In the lead up to our Speakeasy on Artificial Intelligence next month, we’ve been speaking with panellist Luke Chambers a PhD researcher at Northumbria University who is researching how AI is used as criminal evidence at trial.
Luke Chambers is a PhD researcher in Artificial Intelligence Law at Northumbria University, an institute Life is proud to partner with on a wide range of activities and events. Luke is researching how artificial intelligence is used as criminal evidence at trial – with particular focus on how we uncover (and hopefully prevent) AI mistakes. His wider research includes how AI and the law interact. He has a Masters degree in Space & AI Law, and a BSc (Hons) in Computer Science with Artificial Intelligence.
Luke is no stranger to Life. He worked as an ice rink host when he was a teenager before becoming a science centre host. It was during this time that Luke developed a passion for STEM (science, technology, engineering and technology). The enthusiastic staff at the science centre had a huge impact on Luke, with one science explainer telling him that “A scientist isn’t a qualification, it’s a mindset” – something which he still remembers to this day, and he says gave him the confidence to apply to university.
Luke said: “It’s really exciting to be returning to Life to talk about a topic I feel extremely passionate about, a passion which was kick-started at the science centre when I worked there. I used to look up in awe at the visiting experts but now I am one! I also know just how much work goes into hosting events like this. Instead of looking at all of the seats and tables when I arrive and being nervous about taking the stage, I’ll be looking and thinking how thankful I am that it’s not me putting these away this time!
“I didn’t think people like me – from a lower socioeconomic background – could go to university, but Life and their staff completely changed my outlook and encouraged me to apply. I went to university to study Computer Science with Artificial Intelligence, where I learned to build AI systems and algorithms as a scientist. But whilst studying this, I actually fell in love with learning about the policies surrounding AI use in society. I was also very worried about some uses of AI in society and would often think, surely this can’t be legal!
“After I graduated, I discovered that Northumbria University’s Law School accepted interdisciplinary students, and that they were one of the few places in the country to include cutting-edge legal topics such as space law and AI law and I couldn’t resist applying. I got in, loved the course, and was accepted onto a PhD programme once I graduated. Going from STEM to Law was a big challenge, but having that dual specialism is very useful for my work.
“My PhD research looks at how AI is used as evidence against people in trials, as well as how the police use AI to collect evidence. A lot of my focus is on how we know how much to trust AI when someone’s freedom is on the line.
“There are very high stakes, and we can’t afford AI mistakes. As both a computer scientist and a legal scholar, it’s been very interesting diving into this and discovering that in many cases AI is nowhere near as reliable or ‘honest’ as we assume. Often, people over-trust AI. There are some types of AI that are proving very reliable, but others that seem reliable until you take a much closer look and see something is actually going wrong underneath.

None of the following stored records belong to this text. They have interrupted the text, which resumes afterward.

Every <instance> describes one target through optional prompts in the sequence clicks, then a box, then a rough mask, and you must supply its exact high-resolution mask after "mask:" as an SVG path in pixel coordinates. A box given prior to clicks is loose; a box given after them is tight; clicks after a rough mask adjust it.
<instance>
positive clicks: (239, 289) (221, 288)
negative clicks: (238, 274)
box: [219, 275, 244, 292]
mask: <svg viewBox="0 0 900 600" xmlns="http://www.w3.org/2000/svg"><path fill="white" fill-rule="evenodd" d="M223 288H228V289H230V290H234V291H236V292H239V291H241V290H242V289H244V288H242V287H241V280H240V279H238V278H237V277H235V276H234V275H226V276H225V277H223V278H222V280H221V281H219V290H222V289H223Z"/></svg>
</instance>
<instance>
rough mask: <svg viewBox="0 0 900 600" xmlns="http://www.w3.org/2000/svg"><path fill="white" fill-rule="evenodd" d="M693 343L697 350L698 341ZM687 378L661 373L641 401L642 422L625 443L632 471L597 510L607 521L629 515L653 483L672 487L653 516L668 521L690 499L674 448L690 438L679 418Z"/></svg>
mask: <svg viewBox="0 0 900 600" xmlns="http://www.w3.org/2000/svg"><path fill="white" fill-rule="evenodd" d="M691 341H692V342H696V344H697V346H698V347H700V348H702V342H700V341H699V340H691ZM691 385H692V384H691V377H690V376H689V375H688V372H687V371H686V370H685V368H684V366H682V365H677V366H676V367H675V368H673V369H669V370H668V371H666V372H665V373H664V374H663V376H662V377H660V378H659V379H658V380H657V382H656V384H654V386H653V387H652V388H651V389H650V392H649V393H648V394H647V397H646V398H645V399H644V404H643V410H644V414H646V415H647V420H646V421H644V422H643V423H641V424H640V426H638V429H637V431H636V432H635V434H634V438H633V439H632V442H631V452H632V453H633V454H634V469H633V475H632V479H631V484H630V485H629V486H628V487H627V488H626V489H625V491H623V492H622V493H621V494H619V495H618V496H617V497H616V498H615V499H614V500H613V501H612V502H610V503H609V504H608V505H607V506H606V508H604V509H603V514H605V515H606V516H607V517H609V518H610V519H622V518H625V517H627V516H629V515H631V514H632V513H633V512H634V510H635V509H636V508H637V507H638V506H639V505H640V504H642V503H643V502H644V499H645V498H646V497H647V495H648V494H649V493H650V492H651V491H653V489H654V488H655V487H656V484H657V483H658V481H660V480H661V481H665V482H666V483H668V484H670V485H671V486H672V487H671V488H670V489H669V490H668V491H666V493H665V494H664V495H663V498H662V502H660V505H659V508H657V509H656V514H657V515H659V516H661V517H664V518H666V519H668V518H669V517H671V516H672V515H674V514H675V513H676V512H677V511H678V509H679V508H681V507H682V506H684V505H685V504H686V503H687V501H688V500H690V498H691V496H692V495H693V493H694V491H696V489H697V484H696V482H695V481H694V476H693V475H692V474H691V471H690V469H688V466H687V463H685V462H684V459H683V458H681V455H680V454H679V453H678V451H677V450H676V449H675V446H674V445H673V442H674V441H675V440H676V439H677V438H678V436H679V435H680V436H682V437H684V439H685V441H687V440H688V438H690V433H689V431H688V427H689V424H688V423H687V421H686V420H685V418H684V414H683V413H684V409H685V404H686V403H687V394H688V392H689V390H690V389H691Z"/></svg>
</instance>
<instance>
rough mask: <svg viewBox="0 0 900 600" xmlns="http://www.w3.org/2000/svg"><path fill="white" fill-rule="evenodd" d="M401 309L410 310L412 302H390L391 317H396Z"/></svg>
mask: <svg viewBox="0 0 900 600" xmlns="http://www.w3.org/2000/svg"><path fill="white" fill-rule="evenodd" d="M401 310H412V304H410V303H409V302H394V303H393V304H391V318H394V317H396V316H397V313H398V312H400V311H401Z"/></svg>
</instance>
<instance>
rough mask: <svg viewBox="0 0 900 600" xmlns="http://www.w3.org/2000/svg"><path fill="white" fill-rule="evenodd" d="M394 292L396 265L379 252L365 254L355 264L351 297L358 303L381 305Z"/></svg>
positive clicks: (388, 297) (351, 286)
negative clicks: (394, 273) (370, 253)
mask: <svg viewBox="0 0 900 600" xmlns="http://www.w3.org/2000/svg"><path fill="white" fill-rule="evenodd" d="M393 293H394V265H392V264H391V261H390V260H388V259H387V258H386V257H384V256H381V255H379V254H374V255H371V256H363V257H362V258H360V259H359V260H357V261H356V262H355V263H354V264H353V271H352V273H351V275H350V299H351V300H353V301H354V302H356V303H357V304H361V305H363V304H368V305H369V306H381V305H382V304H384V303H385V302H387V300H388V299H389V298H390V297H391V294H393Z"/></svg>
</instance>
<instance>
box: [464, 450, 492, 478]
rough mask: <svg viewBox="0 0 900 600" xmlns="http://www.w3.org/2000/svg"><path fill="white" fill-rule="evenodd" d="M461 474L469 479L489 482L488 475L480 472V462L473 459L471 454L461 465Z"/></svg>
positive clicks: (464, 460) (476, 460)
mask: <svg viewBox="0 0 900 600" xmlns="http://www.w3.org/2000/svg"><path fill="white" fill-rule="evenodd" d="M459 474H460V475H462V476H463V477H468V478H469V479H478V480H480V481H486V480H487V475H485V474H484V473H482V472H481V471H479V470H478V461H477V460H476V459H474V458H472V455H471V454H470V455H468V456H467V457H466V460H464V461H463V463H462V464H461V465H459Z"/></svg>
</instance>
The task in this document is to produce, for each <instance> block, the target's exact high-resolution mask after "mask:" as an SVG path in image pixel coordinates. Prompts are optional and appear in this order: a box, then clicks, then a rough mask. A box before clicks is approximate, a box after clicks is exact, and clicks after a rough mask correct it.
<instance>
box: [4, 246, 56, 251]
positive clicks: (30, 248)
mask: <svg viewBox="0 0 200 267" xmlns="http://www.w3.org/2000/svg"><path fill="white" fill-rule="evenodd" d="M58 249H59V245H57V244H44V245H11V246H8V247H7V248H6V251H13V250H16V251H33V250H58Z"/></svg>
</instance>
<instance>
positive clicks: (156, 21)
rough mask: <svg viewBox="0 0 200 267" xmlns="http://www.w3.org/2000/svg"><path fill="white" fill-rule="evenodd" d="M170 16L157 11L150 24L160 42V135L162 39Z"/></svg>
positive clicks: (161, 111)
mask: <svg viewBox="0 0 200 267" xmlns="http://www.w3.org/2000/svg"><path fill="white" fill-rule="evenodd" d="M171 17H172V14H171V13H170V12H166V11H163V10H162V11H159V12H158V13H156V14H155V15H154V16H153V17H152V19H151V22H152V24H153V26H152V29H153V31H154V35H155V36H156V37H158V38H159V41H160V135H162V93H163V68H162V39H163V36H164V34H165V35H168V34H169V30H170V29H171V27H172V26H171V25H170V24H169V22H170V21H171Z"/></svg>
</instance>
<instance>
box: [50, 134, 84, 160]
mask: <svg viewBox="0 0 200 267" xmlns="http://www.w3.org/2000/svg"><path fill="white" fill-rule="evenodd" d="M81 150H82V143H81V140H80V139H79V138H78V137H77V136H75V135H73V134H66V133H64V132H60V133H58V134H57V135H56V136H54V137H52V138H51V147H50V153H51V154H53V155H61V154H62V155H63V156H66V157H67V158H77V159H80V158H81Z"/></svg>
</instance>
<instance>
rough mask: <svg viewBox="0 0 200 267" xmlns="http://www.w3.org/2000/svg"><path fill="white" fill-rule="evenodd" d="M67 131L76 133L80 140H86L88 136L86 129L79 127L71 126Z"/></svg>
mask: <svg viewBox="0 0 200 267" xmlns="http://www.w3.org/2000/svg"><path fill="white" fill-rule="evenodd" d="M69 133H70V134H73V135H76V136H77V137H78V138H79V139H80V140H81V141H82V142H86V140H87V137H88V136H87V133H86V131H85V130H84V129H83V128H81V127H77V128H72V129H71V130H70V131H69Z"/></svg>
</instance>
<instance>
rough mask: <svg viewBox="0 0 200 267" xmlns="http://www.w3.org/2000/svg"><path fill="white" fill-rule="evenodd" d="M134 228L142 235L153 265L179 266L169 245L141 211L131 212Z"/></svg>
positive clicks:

“AI is fast moving and we see it everywhere in our day-to-day lives. The changes brought about by AI creates many interesting debates and discussions around how we insure self-driving cars, whether we should make AI legal persons or not, who is to blame when AI goes wrong and whether AI should own the art or inventions it creates. I’m looking forward to debating these topics at Life and hoping someone in the audience will find their spark for STEM, just like I did when I was a science centre host years ago.”